Un blog sulle "microstorie" della Basilicata e sulla Storia che ad esse si intreccia.
giovedì 28 novembre 2019
giovedì 21 novembre 2019
Storie locali. 3. Terra di Bari
La produzione storiografica di Terra di Bari fu connotata da una notevole presenza, pressoché schiacciante, di storiografi di provenienza ecclesiastica, che spesso si ponevano essi stessi come committenti delle proprie opere, prendendo, dunque, in mano il discorso apologetico per produrre opere di significativo rilievo per l’ibridazione, in esse, tra apologia cittadina, discorso ‘salvifico’ fondato sulla fondazione di chiese petrine e retrodatazione della fedeltà religiosa della città all’epoca del ‘mito cristiano’ di Noè.
Tra i vari casi nell’ampia produzione barese, spiccano i nomi di Bari, Conversano, Monopoli, Bisceglie, per la rilevanza storico-politica dei loro storiografi ufficiali, espressioni di una significativa dialettica degli ordini in una provincia cruciale dal punto di vista economico.

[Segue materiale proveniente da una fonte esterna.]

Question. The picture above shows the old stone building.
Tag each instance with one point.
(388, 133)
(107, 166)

Antonio Beatillo , con la sua storia di Bari, fu uno dei massimi esponenti di questa produzione cittadina, in una provincia ad alta concentrazione di grandi comunità, gravitante, appunto, intorno a Bari. Il Beatillo, privo di un reale bagaglio critico di base, ebbe il merito di aver raccolto documenti d’archivio e materiale epigrafico nella sua Storia di Bari principal città della Puglia.
L’opera è divisa in quattro libri, il primo dei quali dalle origini alla fine del dominio bizantino; il secondo dai Normanni alla battaglia di Benevento; il terzo da Carlo d’Angiò alla conquista del Regno da parte di Alfonso il Magnanimo; il quarto dagli Aragonesi all’epoca dell’autore.
Le Historiae Cupersanenses di Paolo Antonio De Tarsia sono, sulla stessa falsariga, opera di un personaggio di notevole rilevanza, abate di S. Antonio di Conversano e frequentatore della corte di Madrid.
Il polignanese Pompeo Sarnelli, Protonotario apostolico e fecondo poligrafo, tra l’altro vescovo di Bi-sceglie, fu autore di due storie cittadine che: la Cronologia de’ vescovi et arcivescovi sipontini risale agli anni in cui il Sarnelli collaborava nello studio di Vincenzo Maria Orsini, arcivescovo della città, mentre le Memorie de’ vescovi di Biseglia e della stessa città, pubblicate due anni dopo la nomina a vescovo della città, furono un significativo discorso di difesa della preminenza di Bisceglie sugli altri centri della diocesi.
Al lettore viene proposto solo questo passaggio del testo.